Reid and Carlson said they took purposeful steps to ensure a diverse pool, including bringing on a search firm, Witt/Kieffer, that they said had a track record of cultivating diverse pools and reaching out personally to prospective candidates. “We were fortunate to have an engaged community that offered a significant number of nominations from a broad spectrum of the academic community,” Carlson said.
Riordan said the involvement of Capilouto, who attended airport interviews with search committee members, also helped with the cultivation of candidates. “Any time the school has its senior leadership involved in the process and helping communicate the institution’s values and can say, ‘Here’s where we’re going,’ that helps,” she said.
Reid said diversity was not a consideration in selecting the three final candidates and will not be a consideration when the president picks one to be provost. Diversity played into the search when cultivating a pool of candidates, he said. The university wants to make sure that it’s encouraging all possible candidates to apply. “If we don’t have a diverse candidate pool, then we haven’t done our job right and the process has failed from the beginning,” he said.
Once it comes time to narrow the pool, Reid said, the only consideration was to determine the most qualified candidates.
But as Reid noted, there is a difference between the committee emphasizing diversity in its cultivation of candidates and an external focus on the issue. In addition to the concerns Reid mentioned about losing potential candidates because of the scrutiny, search consultants said publicly highlighting issues of diversity during the search can cause complications for the search committee.

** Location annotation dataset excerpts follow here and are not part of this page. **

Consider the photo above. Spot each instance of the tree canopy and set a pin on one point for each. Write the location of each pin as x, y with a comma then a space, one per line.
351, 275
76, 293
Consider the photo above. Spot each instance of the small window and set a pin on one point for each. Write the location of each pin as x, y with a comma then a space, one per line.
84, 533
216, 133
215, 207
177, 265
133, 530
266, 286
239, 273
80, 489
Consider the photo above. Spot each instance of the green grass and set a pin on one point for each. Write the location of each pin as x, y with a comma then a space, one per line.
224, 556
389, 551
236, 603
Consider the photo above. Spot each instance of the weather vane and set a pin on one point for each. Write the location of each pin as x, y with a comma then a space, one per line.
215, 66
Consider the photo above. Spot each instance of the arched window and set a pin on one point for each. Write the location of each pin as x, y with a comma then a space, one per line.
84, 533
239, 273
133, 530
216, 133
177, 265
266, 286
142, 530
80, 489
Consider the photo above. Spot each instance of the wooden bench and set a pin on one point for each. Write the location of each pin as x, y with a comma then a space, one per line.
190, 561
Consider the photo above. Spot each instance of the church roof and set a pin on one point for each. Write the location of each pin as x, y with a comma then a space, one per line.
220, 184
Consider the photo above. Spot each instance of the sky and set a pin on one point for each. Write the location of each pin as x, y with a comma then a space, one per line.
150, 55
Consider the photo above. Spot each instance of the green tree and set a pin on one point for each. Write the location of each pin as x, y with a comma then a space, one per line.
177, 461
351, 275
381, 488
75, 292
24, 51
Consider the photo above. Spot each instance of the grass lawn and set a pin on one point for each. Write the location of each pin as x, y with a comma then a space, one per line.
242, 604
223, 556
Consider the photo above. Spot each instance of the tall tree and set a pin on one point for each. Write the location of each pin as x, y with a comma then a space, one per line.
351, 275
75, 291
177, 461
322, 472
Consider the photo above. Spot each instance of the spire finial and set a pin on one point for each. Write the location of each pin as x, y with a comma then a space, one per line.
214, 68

“I think the pressure is really twofold,” said Jamie Ferrare, principal at AGB search. “You have some candidates who are going to say, ‘Gee, I don’t know if I can get in this search if they’re just going to pick someone else.’ And then you might have the rest of the campus community say, ‘Gee, they’re just going to hire someone regardless of background and just focus on this diversity piece, and is that person going to be strong enough to do the work that needs to get done? It hurts pools and it hurts candidates.”
Witt/Kieffer, the search consultant hired by Kentucky for the search, declined to comment.
Ferrare's latter point – that people might assume someone is being picked because of their gender or race – came up in a letter to the editor in The Lexington Herald-Leader after the paper wrote its story about the lack of diversity in Kentucky’s administration. “The race, gender, sexual preference, religion, height and other personal attributes are about as important as the size of the shoe the applicant wears,” wrote Denny Harris, a Lexington resident. “It is all about the academic qualifications of the individual, period.”
That perception could present a challenge for whoever does get picked for the provost position, Ferrare and others said. Despite the fact that all three appear to have the credentials and experience for the job, officials said, some people will invariably think that the final pick got the job because the university wanted to increase diversity, not because that person was the most qualified.
Kim Bobby, director of the inclusive excellence group at the American Council on Education, said this is something that candidates who come from diverse backgrounds simply have to face. “You can’t control for where some people are going to get stuck,” she said. She added that most candidates rightfully believe they were picked on merit.
Ferrare and Bobby said higher education institutions need to continue to do a better job finding diverse candidates for the pipeline positions that lead to top administrative posts in order to dispel the notion that individuals are being selected because of diversity.
Administrators at Kentucky hope to make a decision by May 14, when the governing board next meets.